The fund said forecast reflected a delayed US recovery, a sharp European downturn and a Japanese economy on the brink of recession.
But the IMF said growth will remain just above recession levels at 2.6 per cent this year.
And the international lender is more optimistic about 2002, hoping lower interest rates and other policy actions taken to counter the effects of the attack will produce a robust 3.5 per cent expansion in 2002.
Region by region, the report paints a bleak picture of how the global economic outlook has stumbled badly since the IMF's last publication of the WEO in April.
Growth in the United States is now forecast at 1.3 per cent this year and 2.2 per cent in 2002 compared to April's forecasts of 1.5 per cent in this year and 2.5 per cent next year.

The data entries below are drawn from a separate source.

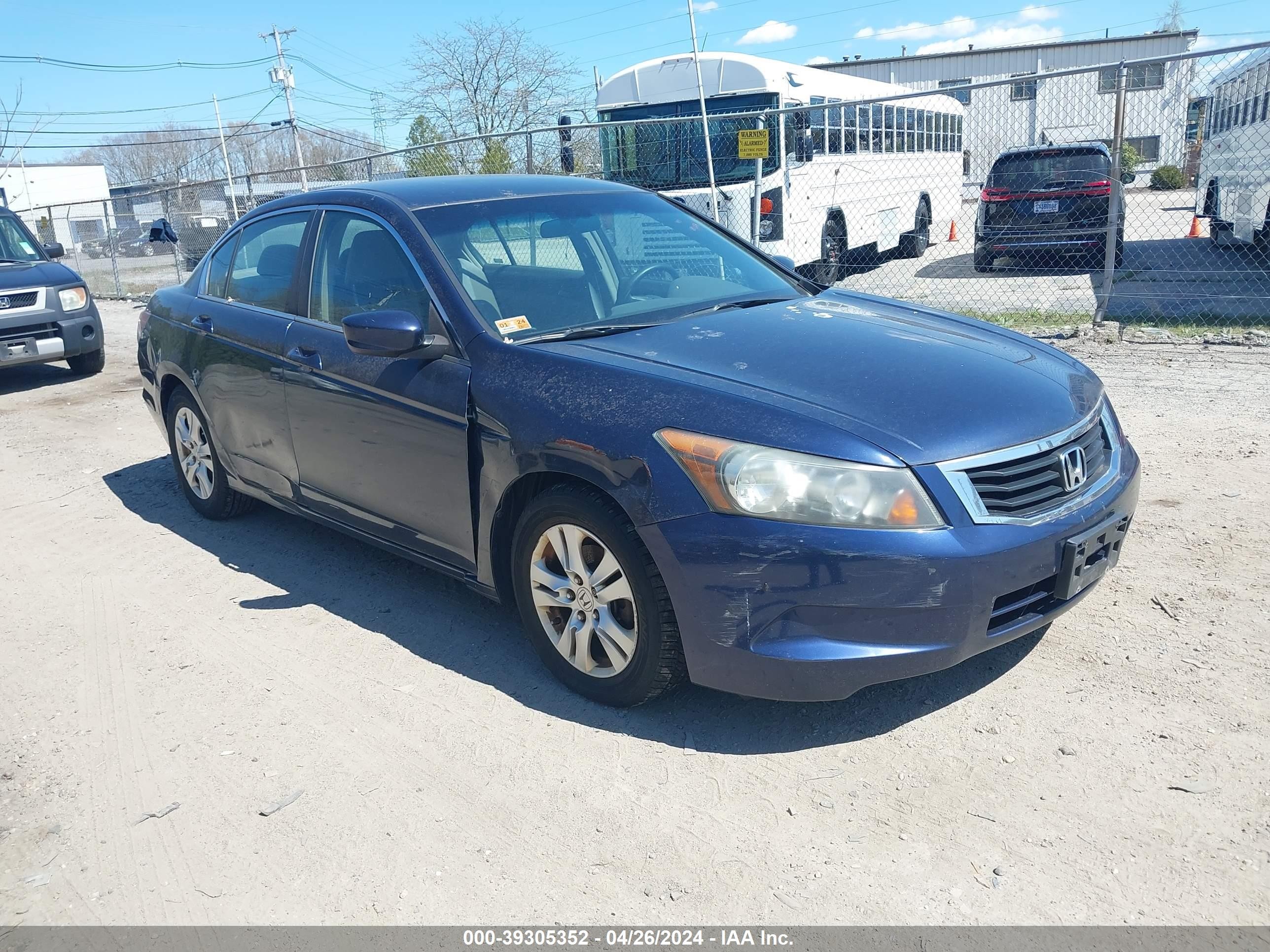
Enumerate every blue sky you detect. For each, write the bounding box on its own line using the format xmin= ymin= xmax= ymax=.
xmin=0 ymin=0 xmax=1270 ymax=161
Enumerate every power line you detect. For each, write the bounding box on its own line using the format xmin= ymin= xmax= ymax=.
xmin=13 ymin=86 xmax=273 ymax=118
xmin=0 ymin=53 xmax=271 ymax=72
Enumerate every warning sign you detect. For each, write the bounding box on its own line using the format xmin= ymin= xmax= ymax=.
xmin=737 ymin=130 xmax=767 ymax=159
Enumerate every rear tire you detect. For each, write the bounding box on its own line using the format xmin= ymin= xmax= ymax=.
xmin=512 ymin=486 xmax=687 ymax=707
xmin=899 ymin=198 xmax=931 ymax=258
xmin=66 ymin=345 xmax=106 ymax=374
xmin=164 ymin=387 xmax=255 ymax=519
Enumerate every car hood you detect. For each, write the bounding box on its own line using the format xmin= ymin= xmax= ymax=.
xmin=554 ymin=291 xmax=1102 ymax=465
xmin=0 ymin=262 xmax=80 ymax=291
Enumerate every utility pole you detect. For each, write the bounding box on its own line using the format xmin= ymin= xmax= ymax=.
xmin=212 ymin=93 xmax=238 ymax=225
xmin=688 ymin=0 xmax=719 ymax=222
xmin=260 ymin=24 xmax=309 ymax=192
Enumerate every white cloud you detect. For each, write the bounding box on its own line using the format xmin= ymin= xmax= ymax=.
xmin=1019 ymin=6 xmax=1058 ymax=23
xmin=856 ymin=16 xmax=974 ymax=42
xmin=737 ymin=20 xmax=798 ymax=46
xmin=917 ymin=23 xmax=1063 ymax=55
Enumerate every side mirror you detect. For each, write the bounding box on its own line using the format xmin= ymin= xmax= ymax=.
xmin=342 ymin=311 xmax=450 ymax=359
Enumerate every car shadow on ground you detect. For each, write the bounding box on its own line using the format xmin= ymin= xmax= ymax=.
xmin=0 ymin=363 xmax=82 ymax=396
xmin=104 ymin=456 xmax=1040 ymax=754
xmin=917 ymin=253 xmax=1094 ymax=279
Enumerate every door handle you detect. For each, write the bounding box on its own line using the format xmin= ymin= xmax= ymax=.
xmin=287 ymin=345 xmax=321 ymax=371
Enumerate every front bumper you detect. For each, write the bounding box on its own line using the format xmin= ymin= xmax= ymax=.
xmin=640 ymin=443 xmax=1139 ymax=701
xmin=0 ymin=301 xmax=102 ymax=367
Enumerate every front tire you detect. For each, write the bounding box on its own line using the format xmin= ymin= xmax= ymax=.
xmin=512 ymin=486 xmax=686 ymax=707
xmin=166 ymin=388 xmax=255 ymax=519
xmin=66 ymin=345 xmax=106 ymax=374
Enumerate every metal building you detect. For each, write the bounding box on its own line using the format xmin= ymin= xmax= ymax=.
xmin=820 ymin=29 xmax=1199 ymax=184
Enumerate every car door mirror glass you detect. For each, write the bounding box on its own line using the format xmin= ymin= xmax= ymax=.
xmin=342 ymin=311 xmax=450 ymax=359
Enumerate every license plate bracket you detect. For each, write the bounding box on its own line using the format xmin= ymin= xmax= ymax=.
xmin=0 ymin=338 xmax=39 ymax=361
xmin=1054 ymin=514 xmax=1133 ymax=600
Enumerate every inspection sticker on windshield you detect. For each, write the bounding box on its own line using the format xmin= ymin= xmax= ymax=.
xmin=494 ymin=313 xmax=529 ymax=334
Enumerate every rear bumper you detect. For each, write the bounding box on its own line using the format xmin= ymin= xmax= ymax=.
xmin=0 ymin=301 xmax=102 ymax=367
xmin=640 ymin=444 xmax=1139 ymax=701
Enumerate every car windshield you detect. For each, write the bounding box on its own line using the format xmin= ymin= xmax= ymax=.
xmin=986 ymin=148 xmax=1111 ymax=190
xmin=415 ymin=190 xmax=807 ymax=339
xmin=0 ymin=214 xmax=44 ymax=262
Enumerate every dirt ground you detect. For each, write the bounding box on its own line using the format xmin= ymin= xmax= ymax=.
xmin=0 ymin=305 xmax=1270 ymax=925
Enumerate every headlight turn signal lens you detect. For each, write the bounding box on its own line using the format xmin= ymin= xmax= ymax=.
xmin=655 ymin=429 xmax=945 ymax=529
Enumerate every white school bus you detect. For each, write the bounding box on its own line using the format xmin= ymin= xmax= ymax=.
xmin=1195 ymin=49 xmax=1270 ymax=245
xmin=596 ymin=52 xmax=964 ymax=280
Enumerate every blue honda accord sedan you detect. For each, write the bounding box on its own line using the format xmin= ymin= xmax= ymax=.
xmin=137 ymin=175 xmax=1138 ymax=705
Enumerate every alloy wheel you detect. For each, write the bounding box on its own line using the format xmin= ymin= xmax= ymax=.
xmin=173 ymin=406 xmax=216 ymax=499
xmin=529 ymin=523 xmax=639 ymax=678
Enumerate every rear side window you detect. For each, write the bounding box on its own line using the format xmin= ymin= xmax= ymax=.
xmin=207 ymin=235 xmax=238 ymax=297
xmin=225 ymin=212 xmax=309 ymax=311
xmin=986 ymin=150 xmax=1111 ymax=189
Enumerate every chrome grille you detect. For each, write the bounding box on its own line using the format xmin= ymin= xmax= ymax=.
xmin=965 ymin=420 xmax=1111 ymax=516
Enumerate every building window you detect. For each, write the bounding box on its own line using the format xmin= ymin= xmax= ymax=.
xmin=940 ymin=76 xmax=970 ymax=105
xmin=1102 ymin=136 xmax=1160 ymax=163
xmin=1098 ymin=62 xmax=1164 ymax=93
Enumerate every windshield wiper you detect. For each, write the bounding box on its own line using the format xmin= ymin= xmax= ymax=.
xmin=516 ymin=321 xmax=662 ymax=344
xmin=679 ymin=295 xmax=798 ymax=319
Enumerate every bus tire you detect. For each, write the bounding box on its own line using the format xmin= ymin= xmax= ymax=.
xmin=899 ymin=197 xmax=931 ymax=258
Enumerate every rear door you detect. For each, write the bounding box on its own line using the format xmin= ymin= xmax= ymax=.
xmin=189 ymin=211 xmax=314 ymax=498
xmin=284 ymin=208 xmax=475 ymax=571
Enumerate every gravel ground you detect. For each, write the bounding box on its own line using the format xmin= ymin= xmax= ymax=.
xmin=0 ymin=305 xmax=1270 ymax=925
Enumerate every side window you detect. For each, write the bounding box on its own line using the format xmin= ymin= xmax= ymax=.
xmin=309 ymin=212 xmax=430 ymax=325
xmin=206 ymin=235 xmax=238 ymax=297
xmin=225 ymin=212 xmax=310 ymax=311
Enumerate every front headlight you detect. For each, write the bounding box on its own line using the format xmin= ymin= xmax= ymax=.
xmin=57 ymin=288 xmax=88 ymax=311
xmin=655 ymin=429 xmax=944 ymax=529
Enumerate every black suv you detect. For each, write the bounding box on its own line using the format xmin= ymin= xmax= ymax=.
xmin=974 ymin=142 xmax=1131 ymax=272
xmin=0 ymin=208 xmax=106 ymax=373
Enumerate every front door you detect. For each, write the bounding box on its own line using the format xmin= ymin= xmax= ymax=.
xmin=284 ymin=211 xmax=475 ymax=571
xmin=189 ymin=212 xmax=313 ymax=498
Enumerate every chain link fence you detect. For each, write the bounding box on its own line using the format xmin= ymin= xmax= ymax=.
xmin=15 ymin=44 xmax=1270 ymax=334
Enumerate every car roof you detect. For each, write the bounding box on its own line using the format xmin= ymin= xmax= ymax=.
xmin=997 ymin=142 xmax=1111 ymax=159
xmin=256 ymin=175 xmax=642 ymax=219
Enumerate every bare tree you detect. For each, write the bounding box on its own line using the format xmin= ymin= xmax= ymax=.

The 12-nation euro zone is now expected to expand by 1.8 per cent this year and 2.2 per cent in 2002, down from April's estimates of 2.4 per cent and 2.8 per cent respectively.
That forecast has been dragged lower by a sharp downward revision to Germany's growth prospects, now seen at 0.8 per cent this year and 1.8 per cent in 2002 compared to an earlier view of 1.9 per cent and 2.6 per cent for those years.
Because all three major centers of economic activity are all grinding slower, the IMF notes, "the risk of a self-reinforcing downturn whose consequences could prove difficult to predict" has increased.
All of the IMF's latest forecasts must now be thrown into question by the events of September 11th, which caused most on Wall Street to cut forecasts even as the full impact of the unprecedented events remains unclear.
But the report was not all gloom and doom, and cited some bright spots around the globe.
Russia, awash in oil revenues, is expected to post 4 per cent economic growth this year and most other former Soviet states are also seen performing well.
China is expected to continue reaping rewards from a more open economy with 7.5 per cent growth this year while India is expected to post solid growth of 4.5 per cent.